L’agence du numérique de la sécurité civile fournit, depuis 2020, un premier service opérationnel, l’AML (advanced mobile location), permettant la géolocalisation des appels d’urgence par satellite et wifi : cette localisation à 10 mètres près a permis de sauver de nombreuses vies en accélérant la localisation des personnes en détresse, et est partagée par de nombreux numéros en dehors des numéro 18 et 112. Cette géolocalisation est exigée par le code européen des communications électroniques : les travaux de l’ANSC et de la DGSGC ont permis à la France de se mettre en conformité avec l’échéance qui avait été fixée par le code précité à décembre 2020.

 

Par ailleurs, une version de secours et de soutien opérationnel a été fournie au SDIS de Seine-et-Marne et est opérationnelle depuis 2020 permettant un ultime secours en cas de panne de sa solution actuelle.

 

Concernant le système NexSIS 18-112 proprement dit, il est composé maintenant d’un système de gestion des alertes (appels et communications d’urgence) terminé en 2021, d’un système d’information géographique très avancé au regard des systèmes existants, et d’un système de gestion des opérations (envoi des moyens de secours, suivi des opérations et suivi en caserne) qui permet l’envoi de premiers échelons.

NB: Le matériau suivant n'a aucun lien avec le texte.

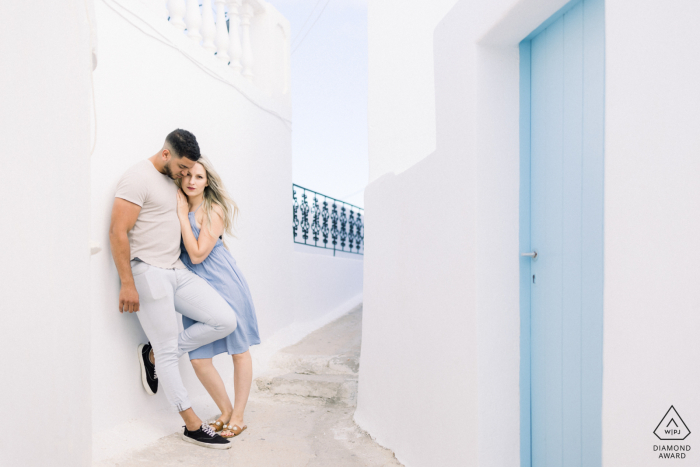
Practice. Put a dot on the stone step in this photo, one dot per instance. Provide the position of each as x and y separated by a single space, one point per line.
333 389
318 364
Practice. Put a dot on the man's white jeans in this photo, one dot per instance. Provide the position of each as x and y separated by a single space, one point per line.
162 293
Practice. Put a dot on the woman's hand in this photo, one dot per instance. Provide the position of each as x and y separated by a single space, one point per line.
183 208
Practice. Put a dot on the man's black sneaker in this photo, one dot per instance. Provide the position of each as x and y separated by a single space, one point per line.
206 437
149 378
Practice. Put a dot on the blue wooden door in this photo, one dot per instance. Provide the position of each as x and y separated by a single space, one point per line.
566 113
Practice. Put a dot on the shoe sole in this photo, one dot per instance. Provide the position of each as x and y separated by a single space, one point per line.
205 445
144 377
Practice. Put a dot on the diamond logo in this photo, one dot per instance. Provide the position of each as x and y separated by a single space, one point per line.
672 427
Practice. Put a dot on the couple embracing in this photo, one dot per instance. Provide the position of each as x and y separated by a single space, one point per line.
169 252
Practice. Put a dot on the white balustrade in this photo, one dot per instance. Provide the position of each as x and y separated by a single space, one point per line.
247 59
176 8
234 42
208 29
235 50
193 20
221 32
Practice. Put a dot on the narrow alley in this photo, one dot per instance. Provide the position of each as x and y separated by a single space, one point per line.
298 415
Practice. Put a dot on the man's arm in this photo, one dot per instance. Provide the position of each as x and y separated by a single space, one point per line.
124 216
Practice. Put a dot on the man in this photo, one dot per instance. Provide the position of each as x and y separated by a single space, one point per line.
145 240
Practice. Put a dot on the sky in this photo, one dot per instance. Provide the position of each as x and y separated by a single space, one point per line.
329 95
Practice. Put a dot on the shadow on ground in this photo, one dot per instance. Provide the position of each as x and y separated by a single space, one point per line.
299 415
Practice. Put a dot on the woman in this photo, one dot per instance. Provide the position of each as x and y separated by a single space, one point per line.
206 213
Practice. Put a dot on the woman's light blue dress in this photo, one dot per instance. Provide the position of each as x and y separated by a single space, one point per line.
219 269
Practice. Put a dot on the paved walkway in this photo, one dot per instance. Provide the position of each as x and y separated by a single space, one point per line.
301 415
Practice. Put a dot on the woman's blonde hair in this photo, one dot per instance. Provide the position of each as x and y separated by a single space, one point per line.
215 193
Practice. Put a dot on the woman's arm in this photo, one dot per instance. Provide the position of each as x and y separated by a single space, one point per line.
198 249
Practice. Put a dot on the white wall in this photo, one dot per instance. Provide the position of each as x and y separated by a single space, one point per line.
45 133
323 283
144 90
401 98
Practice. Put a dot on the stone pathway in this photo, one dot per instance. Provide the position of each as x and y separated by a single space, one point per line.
298 416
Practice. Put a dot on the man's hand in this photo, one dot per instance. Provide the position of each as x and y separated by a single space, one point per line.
124 215
128 298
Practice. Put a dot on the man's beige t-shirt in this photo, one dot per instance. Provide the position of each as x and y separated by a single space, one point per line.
155 238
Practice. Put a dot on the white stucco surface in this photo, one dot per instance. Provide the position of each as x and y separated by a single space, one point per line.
652 200
45 133
144 90
443 299
401 95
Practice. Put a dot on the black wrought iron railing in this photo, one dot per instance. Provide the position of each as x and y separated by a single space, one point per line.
325 222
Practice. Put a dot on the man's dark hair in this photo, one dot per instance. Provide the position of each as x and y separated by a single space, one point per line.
184 144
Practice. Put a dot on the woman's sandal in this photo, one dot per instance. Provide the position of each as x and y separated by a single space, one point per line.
217 425
235 430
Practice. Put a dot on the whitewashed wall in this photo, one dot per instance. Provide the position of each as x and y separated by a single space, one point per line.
45 132
441 312
652 227
145 89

L’année 2021 a été mise à profit pour compléter la première version de NexSIS 18-112 et finaliser l’architecture de production. En particulier, la fiabilisation des infrastructures Cloud est indispensable pour un système critique, en s’appuyant sur la stratégie Cloud de l’État. De plus, cette année a vu la finalisation du socle du réseau national de collecte des appels d’urgence, qui permet de fiabiliser et moderniser la collecte de ces appels par les SIS (celle-ci est précédemment assurée par des abonnements contractés individuellement par chaque SIS sur le réseau commuté, technologie obsolète source de nombreuses pannes). Enfin, la création d’un centre de services doit permettre de créer une chaîne de support, en s’appuyant sur des services opérationnels de l’État déjà existants.


INDICATEUR        

4.1 – Taux de déploiement du système NEXSIS 18-112 au sein des SIS

     (du point de vue du citoyen)

 

Unité

2021

2022

2023
(Cible PAP 2023)

2024
(Cible)

2025
(Cible)

2026
(Cible)

Taux de déploiement du système NEXSIS 18-112 au sein des SIS

%

Sans objet

0

9

21

37

53

 

Précisions méthodologiques

Source des données : Transmission des données par l’agence du numérique de la sécurité civile auprès de la direction des sapeurs-pompiers.

Mode de calcul :

Numérateur : nombre de SIS ayant déployé NexSIS 18-112

Dénominateur : nombre total de SIS (pour information, 99)

Justification des cibles

Pour 2024, NexSIS devrait être déployé par les SIS des départements 07, 09, 28, 31, 34, 46, 50, 58, 79, 89, 974 et 67 ; soit 12 nouveaux SIS en 2024, pour un total de 21 SIS.

 

Pour 2025 et 2026, il est proposé de retenir le déploiement de 16 nouveaux SIS pour chacune des années, soit un total de 37 SIS en 2024 et de 53 SIS en 2026.

 

Les cibles proposées pour 2023 (9 %) et 2024 (21 %) s’appuient sur la délibération du conseil d’administration de l’agence en date du 5 juillet 2022. Elles sont susceptibles d’évoluer en cas de réajustement ultérieur.

 

La liste des SIS pouvant bénéficier d’une mise en exploitation progressive de NexSIS en 2025 et 2026 n’a pas été actée par une délibération du conseil d’administration. Les cibles pour 2025 (37 %) et 2026 (53 %) sont donc données à titre indicatif.

 

Elles sont également susceptibles d’évoluer en cas de réajustement acté par le conseil d’administration de l’agence.